Although the policy statement states that the lending rate transmission channel is strengthening in our banking system, it should be noted that the extent of such transmission is limited to few secure and risk-free investment-related instruments such as T-bills, CDs and so on. The scope of this transmission needs to percolate in various types of lending instruments of banks and NBFCs for a sizeable impact.
Other measures like, special refinancing facility to SIDBI, NABARD and NHB, liquidity facility to EXIM bank, easing of working capital financing requirements and raising the Ways and Means advance limits of States by 60% and enhancing the Overdraft duration limits are in tandem with Atmnirbhar Bharat package of the central government.
On the inflation front, RBI makes it clear that given the highly uncertain situation, it is not possible to predict the inflation accurately. Food inflation which was moderate during January to March has suddenly hiked to 8.6% in April with some pressure points such as supply disruption, demand compression and increasing prices of vegetables, pulses, cereals and milk. Due to the lockdown and restricted access to goods and services private consumption expenditure has drastically gone down which is fuelled by reverse migration of workers, increasing unemployment and deteriorating purchasing power of the consumers.
However, a record-high increase in agriculture production by 3.7% has been a ray hope in this gloomy period along with a forecast of a normal monsoon in 2020. Sufficient Khaif sowing and Rabi procurement will play an important role in easing out the inflation situation and ensuring food security in the country. It will also assure satisfactory farm income and improve terms of trade facing the agriculture sector.
It is important to note that in this difficult situation it may not be possible for RBI to follow the inflation targeting since the dramatic movements in demand and supply are difficult to gauge at present. In addition to that, RBI is not in a position to influence the supply side factors as it falls outside the purview of its policy measures. So, it calls for fiscal measures again to improve supply chain management in the economy. RBI has taken care of demand-side factors by easing out policy rates and ensuring sufficient liquidity in the markets.

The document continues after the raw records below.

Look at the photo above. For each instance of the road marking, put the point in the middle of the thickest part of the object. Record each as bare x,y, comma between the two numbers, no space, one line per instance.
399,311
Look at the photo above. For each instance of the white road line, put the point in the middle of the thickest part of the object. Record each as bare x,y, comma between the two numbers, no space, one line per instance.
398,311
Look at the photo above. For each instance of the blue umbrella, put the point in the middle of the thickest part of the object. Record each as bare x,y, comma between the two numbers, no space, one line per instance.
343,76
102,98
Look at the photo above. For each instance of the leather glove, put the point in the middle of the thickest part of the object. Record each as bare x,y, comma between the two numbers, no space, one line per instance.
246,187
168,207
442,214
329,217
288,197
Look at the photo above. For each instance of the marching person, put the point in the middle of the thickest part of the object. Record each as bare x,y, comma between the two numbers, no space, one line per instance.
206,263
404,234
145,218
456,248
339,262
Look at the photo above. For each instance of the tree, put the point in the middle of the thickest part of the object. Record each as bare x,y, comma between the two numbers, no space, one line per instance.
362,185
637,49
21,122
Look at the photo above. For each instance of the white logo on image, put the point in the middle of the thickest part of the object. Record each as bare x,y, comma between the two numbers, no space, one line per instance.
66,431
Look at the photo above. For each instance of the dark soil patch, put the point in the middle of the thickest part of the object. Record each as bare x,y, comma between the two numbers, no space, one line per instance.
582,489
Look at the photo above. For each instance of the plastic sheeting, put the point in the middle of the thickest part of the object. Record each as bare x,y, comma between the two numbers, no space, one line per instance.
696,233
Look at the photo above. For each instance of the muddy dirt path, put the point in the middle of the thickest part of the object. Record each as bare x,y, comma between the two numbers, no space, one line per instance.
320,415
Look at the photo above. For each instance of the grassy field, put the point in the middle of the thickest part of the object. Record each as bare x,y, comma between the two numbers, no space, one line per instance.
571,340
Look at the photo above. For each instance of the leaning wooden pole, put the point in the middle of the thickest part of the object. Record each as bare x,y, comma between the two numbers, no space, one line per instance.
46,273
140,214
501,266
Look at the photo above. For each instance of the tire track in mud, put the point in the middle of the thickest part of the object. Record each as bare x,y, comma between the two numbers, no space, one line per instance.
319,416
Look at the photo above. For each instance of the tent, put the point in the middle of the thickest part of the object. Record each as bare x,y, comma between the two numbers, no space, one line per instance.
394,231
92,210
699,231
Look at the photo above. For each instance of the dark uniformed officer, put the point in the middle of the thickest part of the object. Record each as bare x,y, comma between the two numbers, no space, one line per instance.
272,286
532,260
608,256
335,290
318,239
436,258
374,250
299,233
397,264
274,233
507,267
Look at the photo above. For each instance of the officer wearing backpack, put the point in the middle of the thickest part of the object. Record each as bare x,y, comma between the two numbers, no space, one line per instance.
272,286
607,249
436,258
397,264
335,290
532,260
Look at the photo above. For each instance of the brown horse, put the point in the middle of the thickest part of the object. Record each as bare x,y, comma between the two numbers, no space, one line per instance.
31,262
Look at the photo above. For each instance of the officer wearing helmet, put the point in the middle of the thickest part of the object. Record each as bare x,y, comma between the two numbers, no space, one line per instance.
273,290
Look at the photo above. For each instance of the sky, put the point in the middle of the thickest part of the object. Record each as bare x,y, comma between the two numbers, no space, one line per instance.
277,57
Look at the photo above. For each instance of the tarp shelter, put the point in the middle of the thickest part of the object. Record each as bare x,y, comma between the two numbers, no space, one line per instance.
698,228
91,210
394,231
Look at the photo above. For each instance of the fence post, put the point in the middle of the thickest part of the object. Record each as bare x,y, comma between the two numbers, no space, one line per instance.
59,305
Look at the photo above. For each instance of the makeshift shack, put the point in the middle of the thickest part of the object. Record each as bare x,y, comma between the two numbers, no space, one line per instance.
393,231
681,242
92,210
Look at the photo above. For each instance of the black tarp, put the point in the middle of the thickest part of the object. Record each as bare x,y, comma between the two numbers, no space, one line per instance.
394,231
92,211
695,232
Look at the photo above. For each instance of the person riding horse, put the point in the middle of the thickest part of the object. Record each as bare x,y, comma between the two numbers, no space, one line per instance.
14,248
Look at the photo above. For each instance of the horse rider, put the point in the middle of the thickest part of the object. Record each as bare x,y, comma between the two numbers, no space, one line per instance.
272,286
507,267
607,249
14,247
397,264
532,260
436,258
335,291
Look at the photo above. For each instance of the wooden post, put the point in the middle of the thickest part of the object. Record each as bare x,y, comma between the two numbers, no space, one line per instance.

The policy intention of the central bank illustrates its proactive attitude and the sense of responsibility towards the nation. However, it is really important to pay attention to the word of caution that the policy statement of RBI puts forward that ‘it is expected that the combination of fiscal, monetary and administrative measures being currently undertaken to create conditions for a gradual revival in economic activity in the second half of 2020-21’. For creating a better tomorrow, RBI has come up with a pragmatic path that needs to be followed.
Prof. Aparna Kulkarni is a faculty at St. Xavier’s College, Mumbai.